Although the arrival of TV3 as a terrestrial rights bidder has improved the former situation, there is no appetite among the grass roots for exploiting the attractions of the championships with subscription channels, no matter how lucrative that might prove to be.
The current situation in fact suits everyone. Rugby and soccer can take in what money is available from Sky but the GAA gets access to the bigger audiences on free-to-air.
There is ample coverage of soccer and rugby on terrestrial television. The big international events attract substantial viewership, but the downside for other sports is that the size of that audience depends greatly on the success of the Irish teams. Going toe-to-toe with rugby’s popularity in the past few years has been difficult with not only the national side but the provinces picking up silverware.
Soccer hasn’t posed the same problem since the 2002 World Cup, and in all likelihood rugby won’t be able to maintain the rate of success attained in the past five or six years.
It should also be remembered that football and hurling have been going through a particularly predictable phase, with two counties having won the past seven football All-Irelands and one county the last four hurling titles. In other words, the GAA has room for a bit more variety.
What Croke Park needs now is a presence across as wide a number of platforms as possible. The TV3 rights have given Gaelic games a foothold in those schedules, and wherever there is Irish sports’ programming the GAA needs to be represented.
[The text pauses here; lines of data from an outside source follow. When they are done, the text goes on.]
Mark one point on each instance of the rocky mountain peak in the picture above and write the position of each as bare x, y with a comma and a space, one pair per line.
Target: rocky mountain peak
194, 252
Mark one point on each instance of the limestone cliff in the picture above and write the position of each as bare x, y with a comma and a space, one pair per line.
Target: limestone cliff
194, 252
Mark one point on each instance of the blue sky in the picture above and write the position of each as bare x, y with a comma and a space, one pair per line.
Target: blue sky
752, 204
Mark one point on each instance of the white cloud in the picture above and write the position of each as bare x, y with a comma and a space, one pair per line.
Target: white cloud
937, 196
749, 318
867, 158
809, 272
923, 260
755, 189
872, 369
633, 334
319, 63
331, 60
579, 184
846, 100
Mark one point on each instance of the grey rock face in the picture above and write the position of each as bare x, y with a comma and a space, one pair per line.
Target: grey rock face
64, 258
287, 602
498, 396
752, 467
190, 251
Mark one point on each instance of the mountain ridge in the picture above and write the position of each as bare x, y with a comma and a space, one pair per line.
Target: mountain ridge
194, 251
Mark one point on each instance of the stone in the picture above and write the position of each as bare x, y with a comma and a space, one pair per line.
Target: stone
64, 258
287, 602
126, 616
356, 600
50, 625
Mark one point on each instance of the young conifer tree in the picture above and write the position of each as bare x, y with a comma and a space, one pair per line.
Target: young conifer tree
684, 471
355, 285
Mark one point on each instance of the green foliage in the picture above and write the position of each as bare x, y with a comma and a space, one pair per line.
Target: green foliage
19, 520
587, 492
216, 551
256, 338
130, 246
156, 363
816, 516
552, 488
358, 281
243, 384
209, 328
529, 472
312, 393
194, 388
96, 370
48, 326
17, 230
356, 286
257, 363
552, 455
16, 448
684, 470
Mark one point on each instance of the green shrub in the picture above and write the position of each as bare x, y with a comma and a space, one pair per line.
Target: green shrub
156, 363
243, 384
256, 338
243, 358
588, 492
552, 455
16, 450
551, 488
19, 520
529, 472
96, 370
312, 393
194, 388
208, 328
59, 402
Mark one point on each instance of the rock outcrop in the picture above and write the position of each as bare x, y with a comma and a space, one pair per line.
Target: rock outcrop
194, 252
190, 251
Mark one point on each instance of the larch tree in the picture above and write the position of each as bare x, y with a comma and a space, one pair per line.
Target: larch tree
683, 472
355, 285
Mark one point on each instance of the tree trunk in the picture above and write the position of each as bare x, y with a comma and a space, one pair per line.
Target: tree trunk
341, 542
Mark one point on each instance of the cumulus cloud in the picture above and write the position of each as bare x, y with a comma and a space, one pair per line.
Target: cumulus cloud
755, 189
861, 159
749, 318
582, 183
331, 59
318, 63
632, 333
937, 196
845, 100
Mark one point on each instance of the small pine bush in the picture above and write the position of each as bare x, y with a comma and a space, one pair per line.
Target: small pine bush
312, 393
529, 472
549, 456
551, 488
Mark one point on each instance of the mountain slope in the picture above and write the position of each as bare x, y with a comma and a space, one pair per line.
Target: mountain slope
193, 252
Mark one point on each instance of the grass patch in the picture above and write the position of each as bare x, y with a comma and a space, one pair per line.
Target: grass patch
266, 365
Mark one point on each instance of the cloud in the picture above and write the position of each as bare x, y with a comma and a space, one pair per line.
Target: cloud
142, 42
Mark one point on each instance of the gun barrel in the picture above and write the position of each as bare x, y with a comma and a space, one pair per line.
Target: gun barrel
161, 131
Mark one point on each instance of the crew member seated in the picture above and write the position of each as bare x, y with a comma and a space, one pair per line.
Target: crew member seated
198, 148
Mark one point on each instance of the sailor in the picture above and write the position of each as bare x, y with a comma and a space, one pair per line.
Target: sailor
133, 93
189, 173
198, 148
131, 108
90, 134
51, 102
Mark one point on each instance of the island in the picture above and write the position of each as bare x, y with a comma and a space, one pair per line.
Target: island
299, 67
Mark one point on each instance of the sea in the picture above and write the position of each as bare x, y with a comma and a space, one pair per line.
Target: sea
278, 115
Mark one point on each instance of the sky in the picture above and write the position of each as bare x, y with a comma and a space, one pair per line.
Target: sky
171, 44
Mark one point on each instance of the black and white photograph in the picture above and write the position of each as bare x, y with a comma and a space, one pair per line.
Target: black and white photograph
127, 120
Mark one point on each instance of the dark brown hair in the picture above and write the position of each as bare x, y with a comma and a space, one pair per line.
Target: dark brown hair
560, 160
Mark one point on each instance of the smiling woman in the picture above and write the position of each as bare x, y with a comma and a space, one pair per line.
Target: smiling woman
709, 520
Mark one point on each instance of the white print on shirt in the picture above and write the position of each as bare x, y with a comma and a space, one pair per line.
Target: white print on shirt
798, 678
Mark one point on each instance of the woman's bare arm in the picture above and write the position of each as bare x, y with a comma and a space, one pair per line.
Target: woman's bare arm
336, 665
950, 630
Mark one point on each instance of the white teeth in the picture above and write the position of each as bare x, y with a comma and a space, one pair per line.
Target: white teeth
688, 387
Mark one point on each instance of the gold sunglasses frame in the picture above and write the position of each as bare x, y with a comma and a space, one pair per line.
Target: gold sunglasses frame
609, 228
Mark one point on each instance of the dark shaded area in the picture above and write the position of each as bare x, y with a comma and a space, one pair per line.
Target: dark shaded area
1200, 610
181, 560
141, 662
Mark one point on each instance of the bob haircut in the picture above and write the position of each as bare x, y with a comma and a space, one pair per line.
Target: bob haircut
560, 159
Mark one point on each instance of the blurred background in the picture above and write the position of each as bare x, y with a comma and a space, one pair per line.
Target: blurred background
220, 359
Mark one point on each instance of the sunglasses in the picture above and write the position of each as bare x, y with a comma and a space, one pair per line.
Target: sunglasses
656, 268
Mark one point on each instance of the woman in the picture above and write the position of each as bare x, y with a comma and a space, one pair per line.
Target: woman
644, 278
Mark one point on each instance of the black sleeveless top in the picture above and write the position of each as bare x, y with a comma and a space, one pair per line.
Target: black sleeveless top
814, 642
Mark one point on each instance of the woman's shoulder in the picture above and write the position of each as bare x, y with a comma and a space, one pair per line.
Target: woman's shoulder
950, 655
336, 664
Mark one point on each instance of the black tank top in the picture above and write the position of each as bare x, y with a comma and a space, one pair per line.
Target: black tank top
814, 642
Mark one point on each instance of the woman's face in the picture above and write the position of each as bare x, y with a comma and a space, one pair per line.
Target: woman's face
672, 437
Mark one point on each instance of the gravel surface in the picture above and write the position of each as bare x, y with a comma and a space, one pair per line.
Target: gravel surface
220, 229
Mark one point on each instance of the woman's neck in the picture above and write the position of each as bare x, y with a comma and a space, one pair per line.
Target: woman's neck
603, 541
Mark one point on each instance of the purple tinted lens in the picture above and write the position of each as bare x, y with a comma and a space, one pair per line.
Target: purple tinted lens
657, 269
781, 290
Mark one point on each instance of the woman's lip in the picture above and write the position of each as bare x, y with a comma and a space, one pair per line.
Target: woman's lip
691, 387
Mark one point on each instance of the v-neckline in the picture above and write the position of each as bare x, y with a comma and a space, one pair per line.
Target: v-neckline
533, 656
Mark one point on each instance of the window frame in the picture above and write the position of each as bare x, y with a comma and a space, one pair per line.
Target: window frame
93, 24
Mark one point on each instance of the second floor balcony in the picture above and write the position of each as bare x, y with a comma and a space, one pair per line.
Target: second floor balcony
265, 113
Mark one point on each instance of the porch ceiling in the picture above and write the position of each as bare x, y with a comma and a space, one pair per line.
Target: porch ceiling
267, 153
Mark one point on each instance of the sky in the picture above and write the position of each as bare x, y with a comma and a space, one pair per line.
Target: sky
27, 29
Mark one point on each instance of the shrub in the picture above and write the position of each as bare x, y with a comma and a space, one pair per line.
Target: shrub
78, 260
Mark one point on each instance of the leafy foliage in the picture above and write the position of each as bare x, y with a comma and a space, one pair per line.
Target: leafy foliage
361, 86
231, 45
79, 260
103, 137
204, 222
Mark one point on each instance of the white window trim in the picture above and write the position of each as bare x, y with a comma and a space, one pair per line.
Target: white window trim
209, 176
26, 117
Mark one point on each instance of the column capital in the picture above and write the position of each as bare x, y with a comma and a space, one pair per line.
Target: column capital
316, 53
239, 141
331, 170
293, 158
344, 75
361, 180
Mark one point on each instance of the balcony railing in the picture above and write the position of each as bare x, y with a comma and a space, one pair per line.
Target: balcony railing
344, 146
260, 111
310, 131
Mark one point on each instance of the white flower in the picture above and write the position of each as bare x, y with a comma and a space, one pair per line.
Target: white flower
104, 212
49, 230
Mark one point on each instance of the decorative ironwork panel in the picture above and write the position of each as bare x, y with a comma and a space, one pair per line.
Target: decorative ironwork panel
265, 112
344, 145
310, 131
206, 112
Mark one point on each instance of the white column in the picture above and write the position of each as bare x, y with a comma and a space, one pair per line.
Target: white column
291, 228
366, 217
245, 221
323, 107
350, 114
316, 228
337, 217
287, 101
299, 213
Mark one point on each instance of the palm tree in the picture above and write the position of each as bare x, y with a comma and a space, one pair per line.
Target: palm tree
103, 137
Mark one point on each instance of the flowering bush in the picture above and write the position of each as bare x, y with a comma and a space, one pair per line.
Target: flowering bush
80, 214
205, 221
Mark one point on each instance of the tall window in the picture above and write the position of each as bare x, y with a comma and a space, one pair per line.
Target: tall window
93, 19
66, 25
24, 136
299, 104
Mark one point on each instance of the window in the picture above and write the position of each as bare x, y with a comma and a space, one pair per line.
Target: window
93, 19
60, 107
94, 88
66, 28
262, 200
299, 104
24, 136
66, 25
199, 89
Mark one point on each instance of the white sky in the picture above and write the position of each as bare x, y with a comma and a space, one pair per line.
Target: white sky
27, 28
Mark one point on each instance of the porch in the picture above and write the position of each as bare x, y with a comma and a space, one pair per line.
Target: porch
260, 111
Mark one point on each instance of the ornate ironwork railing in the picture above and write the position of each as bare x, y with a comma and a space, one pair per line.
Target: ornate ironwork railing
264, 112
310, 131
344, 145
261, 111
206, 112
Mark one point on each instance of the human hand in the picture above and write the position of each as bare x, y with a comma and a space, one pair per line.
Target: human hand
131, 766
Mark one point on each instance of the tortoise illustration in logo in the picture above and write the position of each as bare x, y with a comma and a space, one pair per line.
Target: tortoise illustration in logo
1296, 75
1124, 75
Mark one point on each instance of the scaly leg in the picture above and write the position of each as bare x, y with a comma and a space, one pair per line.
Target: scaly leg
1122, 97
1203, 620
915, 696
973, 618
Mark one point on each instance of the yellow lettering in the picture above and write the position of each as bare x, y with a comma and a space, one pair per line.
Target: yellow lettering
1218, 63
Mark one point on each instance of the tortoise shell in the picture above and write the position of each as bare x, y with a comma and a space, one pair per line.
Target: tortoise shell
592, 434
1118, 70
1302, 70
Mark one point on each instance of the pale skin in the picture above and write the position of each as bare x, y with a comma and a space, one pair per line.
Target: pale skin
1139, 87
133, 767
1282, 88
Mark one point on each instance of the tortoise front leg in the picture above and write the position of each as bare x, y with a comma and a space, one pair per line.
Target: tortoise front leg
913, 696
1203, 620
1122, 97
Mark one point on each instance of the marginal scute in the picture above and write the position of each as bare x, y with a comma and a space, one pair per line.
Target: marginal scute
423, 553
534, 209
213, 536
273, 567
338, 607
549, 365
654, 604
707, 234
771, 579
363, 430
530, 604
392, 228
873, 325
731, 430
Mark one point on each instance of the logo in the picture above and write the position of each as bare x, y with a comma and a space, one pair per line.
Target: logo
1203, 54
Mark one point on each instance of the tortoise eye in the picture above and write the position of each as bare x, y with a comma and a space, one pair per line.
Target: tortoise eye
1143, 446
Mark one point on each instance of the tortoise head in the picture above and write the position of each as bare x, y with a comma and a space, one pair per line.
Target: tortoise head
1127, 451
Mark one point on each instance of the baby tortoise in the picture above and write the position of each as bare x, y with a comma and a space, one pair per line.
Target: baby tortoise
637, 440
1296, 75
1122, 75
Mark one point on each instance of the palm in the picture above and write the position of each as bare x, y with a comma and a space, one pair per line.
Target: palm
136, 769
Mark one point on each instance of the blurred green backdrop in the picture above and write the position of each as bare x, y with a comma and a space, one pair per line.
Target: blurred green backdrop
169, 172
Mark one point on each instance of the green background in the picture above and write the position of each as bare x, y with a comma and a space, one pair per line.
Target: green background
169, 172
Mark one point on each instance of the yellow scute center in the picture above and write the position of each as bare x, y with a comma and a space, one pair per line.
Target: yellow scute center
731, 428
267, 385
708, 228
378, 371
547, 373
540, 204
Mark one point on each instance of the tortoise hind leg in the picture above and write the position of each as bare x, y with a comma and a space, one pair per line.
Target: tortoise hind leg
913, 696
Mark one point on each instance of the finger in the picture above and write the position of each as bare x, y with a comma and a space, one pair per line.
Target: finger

So far it hasn't been a bad summer. Three matches, two of them televised, went to extra time on Sunday and provided good television. The Sunday Gamehighlights programme attracts a big audience and feeds into the national conversation.
The World Cup final takes place on July 11th and will get conspicuously greater media coverage than it did in 1962.
But a fortnight later the All-Ireland quarter-finals get under way. And the country will still, as usual, be watching.
- Mea culpa section:I have suffered at the hands of Munster football titles in the past couple of days, on Saturday crediting Cork with provincial under-21 titles from 2006-09 instead of 2004-07 and '09, thus stripping Kerry of their 2008 success (and subsequent All-Ireland). But while I took, I also gave – on Monday awarding the county this year's Munster title after the win over Cork at the weekend, which was only a semi-final. The final against Limerick is on July 4th.